Re: HTTP Log files

    I have seen where groups are publishing specWeb96 numbers
    approaching 1000 URLs per second.  Using the common log file format
    and assuming an average entry of 100 bytes this translates to over
    8 Gigabytes of data in a 24 hour period.

    Given the importance of tracking hit information with respect to
    advertising revenue and in some cases user profiling, what are
    servers doing with the size of this log information?

I would imagine that very few servers are actually running at
the 1000 requests/second rate for a 24 hour period.  (Actually,
the highest reported SPECweb96 number, from a Digital AlphaServer,
is still slightly below 1000 requests/second.)

The SPECweb96 rules, which are available at
	http://www.specbench.org/osg/web96/runrules.html
do require that something equivalent to a CLF log entry is
written to stable storage for each request.  At 1000 request/sec,
and using your figure of 100 bytes/request, this works out to
100 KB/sec, which is at least a factor of ten below the rates
that modern disk drives can sustain.

On the other hand, the rules also say:
    RUNTIME, the time of measurement for which results are reported,
    must be the default 600 seconds for reportable results.

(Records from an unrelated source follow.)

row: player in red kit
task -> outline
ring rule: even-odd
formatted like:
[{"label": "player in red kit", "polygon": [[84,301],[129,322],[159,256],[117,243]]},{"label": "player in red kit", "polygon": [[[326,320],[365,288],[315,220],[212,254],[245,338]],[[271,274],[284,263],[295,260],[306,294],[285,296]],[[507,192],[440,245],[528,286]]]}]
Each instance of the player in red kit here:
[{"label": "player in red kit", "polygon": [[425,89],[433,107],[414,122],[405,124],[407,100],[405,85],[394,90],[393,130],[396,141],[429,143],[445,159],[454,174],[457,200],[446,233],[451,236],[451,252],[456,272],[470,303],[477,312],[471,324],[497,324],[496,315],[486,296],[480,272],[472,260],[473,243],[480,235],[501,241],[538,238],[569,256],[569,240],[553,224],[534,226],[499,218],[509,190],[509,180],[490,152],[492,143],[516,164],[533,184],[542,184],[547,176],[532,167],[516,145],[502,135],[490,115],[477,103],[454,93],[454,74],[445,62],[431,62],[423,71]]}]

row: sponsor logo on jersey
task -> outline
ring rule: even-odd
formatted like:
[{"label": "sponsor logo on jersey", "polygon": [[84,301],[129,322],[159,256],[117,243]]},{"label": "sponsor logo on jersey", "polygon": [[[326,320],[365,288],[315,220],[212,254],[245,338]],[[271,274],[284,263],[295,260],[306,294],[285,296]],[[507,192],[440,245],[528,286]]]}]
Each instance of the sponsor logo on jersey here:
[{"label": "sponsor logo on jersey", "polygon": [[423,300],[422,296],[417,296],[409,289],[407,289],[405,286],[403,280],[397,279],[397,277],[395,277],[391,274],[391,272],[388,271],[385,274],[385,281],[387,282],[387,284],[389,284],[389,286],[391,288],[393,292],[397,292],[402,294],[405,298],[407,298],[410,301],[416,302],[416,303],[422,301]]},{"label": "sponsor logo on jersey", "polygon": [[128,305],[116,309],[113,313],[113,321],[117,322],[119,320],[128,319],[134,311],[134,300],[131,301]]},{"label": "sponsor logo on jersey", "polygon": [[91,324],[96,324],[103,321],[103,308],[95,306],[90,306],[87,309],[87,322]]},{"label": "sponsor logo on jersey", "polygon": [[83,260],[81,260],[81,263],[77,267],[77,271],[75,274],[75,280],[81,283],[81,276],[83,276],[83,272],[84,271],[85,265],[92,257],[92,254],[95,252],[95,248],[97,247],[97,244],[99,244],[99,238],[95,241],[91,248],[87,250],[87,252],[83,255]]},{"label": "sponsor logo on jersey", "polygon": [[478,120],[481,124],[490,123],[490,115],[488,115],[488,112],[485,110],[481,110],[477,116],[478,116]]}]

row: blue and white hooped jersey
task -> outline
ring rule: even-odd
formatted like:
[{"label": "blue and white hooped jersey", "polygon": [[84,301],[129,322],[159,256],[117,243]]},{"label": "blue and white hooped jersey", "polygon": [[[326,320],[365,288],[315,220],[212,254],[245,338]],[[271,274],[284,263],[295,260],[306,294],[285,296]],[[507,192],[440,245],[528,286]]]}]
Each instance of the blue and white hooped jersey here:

The
    WARMUP_TIME must be set to the default of 300 seconds for
    reportable results.
In other words, nobody runs one of these benchmarks for 24 hours,
and so nobody has to collect 8 GB of logging info to meet the
SPECweb96 rules.

The busiest Web site that I know of is still somewhere below
100 million requests/day, the last time I checked.  That works
out to about 10 GB/day of log info, but this site spreads it
out over lots of machines.

I would guess that they probably do something like compressing
it and storing it offline (I used gzip on a CLF file and got it
down to under 7 bytes/request).  Or they run it through some
software to extract a statistical summary, and then delete the
full log.  Or both.

    Is the hit-metering draft that I have seen reference to going to
    address this?

Not if you're referring to the one that Paul Leach and I have
been working on.  We're working on a heavily revised draft, but
it still won't discuss log formats.  Phill Hallam has issued
some drafts on ways for servers to ask proxies for their logs,
and I would imagine that he has considered the costs associated
with retrieving tens or hundreds of megabytes of log info like
this; the hit-metering work that Paul and I am doing is designed
to avoid this kind of thing.

    Is there a more appropriate forum for a question such as this?

I think any discussion of log-exchange over the network had better
face up to the log-volume issue.  As for what a server does, locally,
I think that's probably off-topic for the HTTP-WG.

-Jeff



    

Received on Thursday, 17 October 1996 16:35:42 UTC